Missing data is generated mainly for 2 reasons. Either the data does not exist or the data has not been recorded.

If the data does not exist (like the height of a child who does not have any child), then we cannot perform imputation on it. The best way is to keep those missing data as it is. I personally replace them with some text such as "Unknown" or any numerical value which does not effect my data.

If the data is not recorded, then we can use existing techniques to imput those values. Before applying any of the technique, carefully study your data. Refer data dictionary of the data set or approach the person who has created the data and try to understand every field.

Best Practices for handling missing values:

Take a count of missing values and also find what proportion of the data is missing. This will help you compare your work.
If you are sure that a column having missing values is not required in your analysis, drop the column instead of dropping the rows.
Use logic to impute values. E.g. If you have city and state available, you can find the corresponding Zipcode for the combination.
Replacing missing values with the mean of available values is not always the best way but its a quick way to do so.
Scikit learn's Imputer Class comes handy when dealing with numerical missing data.
Pandas fillna() is your best friend while replacing missing values.
If nothing works, you can simply replace missing values with custom text and drop them later on as per the requirement.

Scaling and Normalizing Values: Once you have have filled the missing pieces in the data, the next step is to change the scale of data. So why do we need to scale or normalize our data. Say you are dealing with currencies and suppose 1 US Dollar is equal to 100 Yen. Without scaling, 1 US Dollar has same importance as 100 Yen for our machine learning algorithm. To overcome this, we have to scale our data proportionally.

Scikit learn's Preprocessing library provides various methods for scaling data. In this kaggle exercise we have used MinMax scaler. We can see that the scaled data has retained its shape but the boundary (min and max) values have been changed.

Normalization is rather a radical transformation which change our data such that if follows Normal Distribution , also called Gaussian distribution. In this transformation, the shape our data forms a bell curve.

Handling Date values: Since most of the time, we get data having at least some form of Date. It can be a year or a date with month/date/year format or a date with time stamp. Since there is still no standard format of expressing the date, we will get date formats inconsistent across different datasets. Hence it is advisable to convert the date within your data into a standard format.

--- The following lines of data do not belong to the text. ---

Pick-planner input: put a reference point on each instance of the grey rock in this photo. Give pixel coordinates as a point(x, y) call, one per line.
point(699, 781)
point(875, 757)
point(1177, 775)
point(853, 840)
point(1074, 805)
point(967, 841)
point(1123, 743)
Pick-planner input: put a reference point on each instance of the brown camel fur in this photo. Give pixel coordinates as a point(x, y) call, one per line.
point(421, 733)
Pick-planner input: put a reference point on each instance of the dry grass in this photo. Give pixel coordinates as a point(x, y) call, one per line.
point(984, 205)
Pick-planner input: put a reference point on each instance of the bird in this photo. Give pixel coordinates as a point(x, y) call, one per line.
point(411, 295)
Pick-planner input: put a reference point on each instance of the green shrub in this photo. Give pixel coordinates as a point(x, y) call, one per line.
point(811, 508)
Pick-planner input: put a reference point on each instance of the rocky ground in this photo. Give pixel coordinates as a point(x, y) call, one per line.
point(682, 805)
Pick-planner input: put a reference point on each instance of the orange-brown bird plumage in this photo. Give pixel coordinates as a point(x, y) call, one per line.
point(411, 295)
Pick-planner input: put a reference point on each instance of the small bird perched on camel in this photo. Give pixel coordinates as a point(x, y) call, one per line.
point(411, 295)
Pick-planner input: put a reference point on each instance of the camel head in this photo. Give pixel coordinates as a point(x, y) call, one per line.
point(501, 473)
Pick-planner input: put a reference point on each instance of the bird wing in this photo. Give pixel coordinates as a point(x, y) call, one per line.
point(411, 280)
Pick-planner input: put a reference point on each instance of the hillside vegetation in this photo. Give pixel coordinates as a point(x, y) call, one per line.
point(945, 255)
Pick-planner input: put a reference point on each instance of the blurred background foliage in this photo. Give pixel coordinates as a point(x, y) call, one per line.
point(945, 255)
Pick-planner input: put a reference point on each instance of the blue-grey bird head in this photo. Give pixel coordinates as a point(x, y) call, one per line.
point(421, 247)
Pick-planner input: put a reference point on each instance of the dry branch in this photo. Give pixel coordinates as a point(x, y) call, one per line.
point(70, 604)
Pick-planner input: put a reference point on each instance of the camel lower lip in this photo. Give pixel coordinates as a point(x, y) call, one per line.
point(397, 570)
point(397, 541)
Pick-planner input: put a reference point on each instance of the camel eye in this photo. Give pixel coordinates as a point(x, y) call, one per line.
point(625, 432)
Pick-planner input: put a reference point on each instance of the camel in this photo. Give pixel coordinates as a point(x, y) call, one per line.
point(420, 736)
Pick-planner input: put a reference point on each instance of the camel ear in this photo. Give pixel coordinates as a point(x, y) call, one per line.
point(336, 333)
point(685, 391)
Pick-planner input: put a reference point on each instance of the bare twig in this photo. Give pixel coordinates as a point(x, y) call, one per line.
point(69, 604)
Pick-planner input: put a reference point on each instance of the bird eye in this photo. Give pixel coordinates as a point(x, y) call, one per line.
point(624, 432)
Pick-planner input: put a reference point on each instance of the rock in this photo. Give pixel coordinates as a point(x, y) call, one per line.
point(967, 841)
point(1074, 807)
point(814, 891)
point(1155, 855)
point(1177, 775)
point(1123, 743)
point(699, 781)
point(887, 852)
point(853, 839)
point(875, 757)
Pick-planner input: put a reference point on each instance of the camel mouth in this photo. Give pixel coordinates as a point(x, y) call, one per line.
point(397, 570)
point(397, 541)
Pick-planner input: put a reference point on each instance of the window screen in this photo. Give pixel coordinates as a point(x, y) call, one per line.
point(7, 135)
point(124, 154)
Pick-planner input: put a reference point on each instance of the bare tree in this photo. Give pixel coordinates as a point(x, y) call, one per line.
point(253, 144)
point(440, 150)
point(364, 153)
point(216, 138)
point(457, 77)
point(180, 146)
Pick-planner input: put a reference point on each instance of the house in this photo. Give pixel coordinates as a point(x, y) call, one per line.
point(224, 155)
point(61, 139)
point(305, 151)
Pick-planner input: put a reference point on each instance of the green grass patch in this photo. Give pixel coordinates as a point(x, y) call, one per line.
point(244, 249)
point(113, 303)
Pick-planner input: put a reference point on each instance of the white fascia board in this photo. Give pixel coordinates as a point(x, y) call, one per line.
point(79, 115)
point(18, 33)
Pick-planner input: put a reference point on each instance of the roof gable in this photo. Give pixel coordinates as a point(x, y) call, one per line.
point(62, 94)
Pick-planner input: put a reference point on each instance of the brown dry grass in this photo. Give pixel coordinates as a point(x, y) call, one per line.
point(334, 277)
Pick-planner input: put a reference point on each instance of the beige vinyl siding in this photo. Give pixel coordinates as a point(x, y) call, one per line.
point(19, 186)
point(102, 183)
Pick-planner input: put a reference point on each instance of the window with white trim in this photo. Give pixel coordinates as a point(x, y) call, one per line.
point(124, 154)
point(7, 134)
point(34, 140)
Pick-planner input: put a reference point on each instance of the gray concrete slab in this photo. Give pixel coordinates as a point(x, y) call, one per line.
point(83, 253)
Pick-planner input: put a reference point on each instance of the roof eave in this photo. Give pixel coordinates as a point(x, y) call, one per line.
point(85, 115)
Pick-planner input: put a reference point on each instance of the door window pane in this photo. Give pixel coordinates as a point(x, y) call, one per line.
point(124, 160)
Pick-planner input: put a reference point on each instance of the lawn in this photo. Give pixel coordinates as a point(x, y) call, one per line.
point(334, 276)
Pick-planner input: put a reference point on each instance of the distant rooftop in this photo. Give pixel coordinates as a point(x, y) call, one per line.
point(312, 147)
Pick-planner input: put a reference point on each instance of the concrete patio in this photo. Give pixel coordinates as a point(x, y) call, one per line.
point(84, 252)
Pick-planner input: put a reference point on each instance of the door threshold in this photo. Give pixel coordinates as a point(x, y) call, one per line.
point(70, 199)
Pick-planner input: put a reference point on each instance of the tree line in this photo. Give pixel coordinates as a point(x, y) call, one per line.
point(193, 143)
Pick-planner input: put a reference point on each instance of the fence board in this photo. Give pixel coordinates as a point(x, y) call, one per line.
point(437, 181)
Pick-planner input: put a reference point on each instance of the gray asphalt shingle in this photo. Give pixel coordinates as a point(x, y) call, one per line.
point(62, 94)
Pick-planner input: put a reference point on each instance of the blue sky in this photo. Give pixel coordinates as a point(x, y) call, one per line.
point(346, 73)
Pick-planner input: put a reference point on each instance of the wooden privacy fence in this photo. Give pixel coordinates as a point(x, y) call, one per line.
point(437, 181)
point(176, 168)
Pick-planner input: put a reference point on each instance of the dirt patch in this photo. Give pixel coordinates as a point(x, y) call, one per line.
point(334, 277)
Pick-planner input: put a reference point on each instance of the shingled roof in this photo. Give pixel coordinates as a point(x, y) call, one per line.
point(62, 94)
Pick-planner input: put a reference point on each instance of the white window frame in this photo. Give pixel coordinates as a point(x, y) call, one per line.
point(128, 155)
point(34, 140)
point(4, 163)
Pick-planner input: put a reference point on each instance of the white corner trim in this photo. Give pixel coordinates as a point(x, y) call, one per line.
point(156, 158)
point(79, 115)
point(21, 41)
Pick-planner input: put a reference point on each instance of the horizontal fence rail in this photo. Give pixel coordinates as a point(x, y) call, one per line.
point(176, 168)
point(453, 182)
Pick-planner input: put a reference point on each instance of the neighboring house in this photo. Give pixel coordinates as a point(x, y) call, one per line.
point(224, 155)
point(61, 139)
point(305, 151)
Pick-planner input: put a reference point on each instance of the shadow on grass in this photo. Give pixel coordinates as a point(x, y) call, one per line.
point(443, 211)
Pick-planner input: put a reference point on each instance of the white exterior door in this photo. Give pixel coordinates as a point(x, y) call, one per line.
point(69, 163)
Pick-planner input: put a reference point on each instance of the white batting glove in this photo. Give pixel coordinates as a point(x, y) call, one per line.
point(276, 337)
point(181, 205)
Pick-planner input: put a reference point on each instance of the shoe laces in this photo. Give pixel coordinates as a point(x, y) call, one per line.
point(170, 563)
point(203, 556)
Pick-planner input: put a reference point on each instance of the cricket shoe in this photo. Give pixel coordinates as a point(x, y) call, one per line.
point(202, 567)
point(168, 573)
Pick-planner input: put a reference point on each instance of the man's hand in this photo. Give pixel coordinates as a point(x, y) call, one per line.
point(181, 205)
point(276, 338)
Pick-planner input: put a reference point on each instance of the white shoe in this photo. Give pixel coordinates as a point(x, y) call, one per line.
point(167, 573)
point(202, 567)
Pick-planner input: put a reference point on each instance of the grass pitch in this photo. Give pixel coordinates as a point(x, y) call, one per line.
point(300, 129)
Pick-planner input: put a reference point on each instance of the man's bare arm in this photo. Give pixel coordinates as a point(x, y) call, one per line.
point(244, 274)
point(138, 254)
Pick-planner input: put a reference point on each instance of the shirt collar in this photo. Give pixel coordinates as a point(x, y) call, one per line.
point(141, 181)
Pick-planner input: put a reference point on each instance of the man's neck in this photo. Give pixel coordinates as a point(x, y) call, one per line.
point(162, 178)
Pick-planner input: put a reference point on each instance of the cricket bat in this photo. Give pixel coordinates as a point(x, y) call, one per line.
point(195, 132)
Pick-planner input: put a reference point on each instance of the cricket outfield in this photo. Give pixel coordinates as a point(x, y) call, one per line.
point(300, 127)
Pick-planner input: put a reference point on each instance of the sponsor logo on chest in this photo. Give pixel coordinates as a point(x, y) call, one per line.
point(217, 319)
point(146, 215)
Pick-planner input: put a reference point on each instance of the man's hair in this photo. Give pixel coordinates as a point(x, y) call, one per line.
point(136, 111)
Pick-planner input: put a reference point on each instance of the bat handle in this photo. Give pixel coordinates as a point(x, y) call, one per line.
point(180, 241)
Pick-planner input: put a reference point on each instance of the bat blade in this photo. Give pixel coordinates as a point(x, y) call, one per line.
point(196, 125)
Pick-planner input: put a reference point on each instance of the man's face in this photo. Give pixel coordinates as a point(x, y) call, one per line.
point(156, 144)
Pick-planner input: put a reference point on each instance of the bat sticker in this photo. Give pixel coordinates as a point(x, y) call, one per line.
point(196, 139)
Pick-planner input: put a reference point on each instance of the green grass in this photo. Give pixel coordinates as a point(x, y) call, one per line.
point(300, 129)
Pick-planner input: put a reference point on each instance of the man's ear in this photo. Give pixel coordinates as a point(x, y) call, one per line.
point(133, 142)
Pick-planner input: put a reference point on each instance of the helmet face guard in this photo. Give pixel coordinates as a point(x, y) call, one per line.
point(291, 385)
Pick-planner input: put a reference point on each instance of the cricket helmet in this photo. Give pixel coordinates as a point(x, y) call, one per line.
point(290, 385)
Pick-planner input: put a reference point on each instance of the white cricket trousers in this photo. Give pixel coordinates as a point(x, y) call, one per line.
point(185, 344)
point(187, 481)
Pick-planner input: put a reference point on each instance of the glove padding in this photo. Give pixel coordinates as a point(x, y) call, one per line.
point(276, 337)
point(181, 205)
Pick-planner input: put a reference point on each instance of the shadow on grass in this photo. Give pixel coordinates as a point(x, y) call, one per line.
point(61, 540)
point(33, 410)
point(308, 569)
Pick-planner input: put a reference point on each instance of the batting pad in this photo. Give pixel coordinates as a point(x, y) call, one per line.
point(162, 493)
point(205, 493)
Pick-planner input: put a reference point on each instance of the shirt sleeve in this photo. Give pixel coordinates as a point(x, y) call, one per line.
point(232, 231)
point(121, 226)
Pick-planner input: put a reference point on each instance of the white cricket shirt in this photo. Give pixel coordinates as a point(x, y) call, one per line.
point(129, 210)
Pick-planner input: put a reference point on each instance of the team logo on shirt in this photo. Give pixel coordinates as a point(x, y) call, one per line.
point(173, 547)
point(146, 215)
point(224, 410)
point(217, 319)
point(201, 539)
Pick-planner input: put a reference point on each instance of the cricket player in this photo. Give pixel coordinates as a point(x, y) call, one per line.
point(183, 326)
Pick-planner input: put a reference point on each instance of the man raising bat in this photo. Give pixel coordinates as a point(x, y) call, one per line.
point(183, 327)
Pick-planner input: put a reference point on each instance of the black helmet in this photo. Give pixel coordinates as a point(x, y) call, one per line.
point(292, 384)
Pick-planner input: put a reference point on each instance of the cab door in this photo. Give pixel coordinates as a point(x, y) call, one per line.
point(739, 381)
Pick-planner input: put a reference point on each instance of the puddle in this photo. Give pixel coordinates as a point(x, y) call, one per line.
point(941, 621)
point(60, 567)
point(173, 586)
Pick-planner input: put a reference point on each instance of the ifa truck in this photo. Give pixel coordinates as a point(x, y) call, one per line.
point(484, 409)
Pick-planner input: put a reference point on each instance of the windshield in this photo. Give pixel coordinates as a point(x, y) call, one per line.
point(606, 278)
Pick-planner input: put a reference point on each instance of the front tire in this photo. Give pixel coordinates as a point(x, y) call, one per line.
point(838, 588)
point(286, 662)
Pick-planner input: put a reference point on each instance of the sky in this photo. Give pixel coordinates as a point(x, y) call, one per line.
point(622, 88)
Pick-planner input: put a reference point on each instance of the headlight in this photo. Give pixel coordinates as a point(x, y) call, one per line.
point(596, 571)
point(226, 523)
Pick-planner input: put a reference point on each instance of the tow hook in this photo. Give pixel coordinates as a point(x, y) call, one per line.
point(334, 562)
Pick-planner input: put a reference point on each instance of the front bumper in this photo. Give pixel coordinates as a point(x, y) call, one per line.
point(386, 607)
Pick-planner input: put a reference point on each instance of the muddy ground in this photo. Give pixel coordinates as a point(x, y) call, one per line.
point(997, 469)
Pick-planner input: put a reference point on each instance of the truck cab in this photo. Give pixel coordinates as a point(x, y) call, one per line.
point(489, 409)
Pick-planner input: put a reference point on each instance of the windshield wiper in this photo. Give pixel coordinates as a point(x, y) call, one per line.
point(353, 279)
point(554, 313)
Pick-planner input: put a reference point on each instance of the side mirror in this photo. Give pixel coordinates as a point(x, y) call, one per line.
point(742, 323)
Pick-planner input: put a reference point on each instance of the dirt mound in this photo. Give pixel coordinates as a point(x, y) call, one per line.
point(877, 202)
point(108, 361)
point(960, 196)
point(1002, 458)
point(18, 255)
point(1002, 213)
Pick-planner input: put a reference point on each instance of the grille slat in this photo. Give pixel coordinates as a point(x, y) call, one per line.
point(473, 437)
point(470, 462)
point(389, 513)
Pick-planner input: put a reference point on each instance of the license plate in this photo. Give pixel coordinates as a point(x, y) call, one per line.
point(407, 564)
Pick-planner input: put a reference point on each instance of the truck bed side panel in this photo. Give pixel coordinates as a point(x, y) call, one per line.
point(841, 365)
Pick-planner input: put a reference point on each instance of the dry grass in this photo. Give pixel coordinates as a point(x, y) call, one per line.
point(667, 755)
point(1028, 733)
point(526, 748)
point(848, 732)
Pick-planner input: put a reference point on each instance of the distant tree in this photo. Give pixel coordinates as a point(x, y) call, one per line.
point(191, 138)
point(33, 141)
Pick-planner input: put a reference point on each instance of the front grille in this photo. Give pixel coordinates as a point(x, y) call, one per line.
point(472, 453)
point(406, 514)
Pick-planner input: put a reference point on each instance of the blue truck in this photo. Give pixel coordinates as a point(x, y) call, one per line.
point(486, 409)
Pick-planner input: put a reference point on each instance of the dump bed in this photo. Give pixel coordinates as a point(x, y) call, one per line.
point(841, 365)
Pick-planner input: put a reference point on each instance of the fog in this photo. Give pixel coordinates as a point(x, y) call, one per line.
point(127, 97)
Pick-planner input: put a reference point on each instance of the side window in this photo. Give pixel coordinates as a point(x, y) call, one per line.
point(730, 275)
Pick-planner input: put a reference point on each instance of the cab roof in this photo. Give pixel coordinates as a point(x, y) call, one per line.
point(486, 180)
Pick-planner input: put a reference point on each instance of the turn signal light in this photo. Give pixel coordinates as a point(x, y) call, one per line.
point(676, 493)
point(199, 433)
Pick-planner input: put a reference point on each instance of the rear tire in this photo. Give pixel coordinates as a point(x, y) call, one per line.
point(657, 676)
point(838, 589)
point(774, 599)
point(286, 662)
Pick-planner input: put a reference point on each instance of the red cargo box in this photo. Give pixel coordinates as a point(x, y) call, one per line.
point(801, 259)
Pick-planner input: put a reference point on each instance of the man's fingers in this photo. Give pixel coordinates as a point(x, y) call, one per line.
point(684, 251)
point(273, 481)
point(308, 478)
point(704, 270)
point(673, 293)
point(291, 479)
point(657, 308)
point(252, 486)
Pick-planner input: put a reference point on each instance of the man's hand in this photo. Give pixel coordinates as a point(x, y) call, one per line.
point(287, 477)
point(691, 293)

Pandas use a specific format of date which is "datetime64". You can read about the same here.
To convert our data into a standard date type, we can use pandas "to_datetime()" function which takes data and the format in which the current data is expressed. So if our data is "29/20/1992" then the format string will be format="%d/%m/%Y" and if our data is "05-20-92" then the format string will be format="%m-%d-%y"
This link can be referred for more python platform specific directives.

Note: If we have multiple date format within the same column, we can use "infer_datetime_format=True" while using to_datetime function. This will not work always and this slows down the performance too.

Handling Character Encoding: Ever ran into a data which has some gibberish symbols and you do not know how to deal with it? Blame wrong character encoding. By default, python use 'UTF-8' encoding which is standard text encoding.

If the file does not have 'UTF-8' encoding and if you do not mention the correct encoding while importing the file, you will ran into trouble. Instead of trying to guess the encoding, we can use chardet module which can identify the correct encoding (with confidence).
A thing to remember is that it is sensitive to the data. Hence the more lines you read, the better results will be obtained.
A good example is covered in the kaggle notebook.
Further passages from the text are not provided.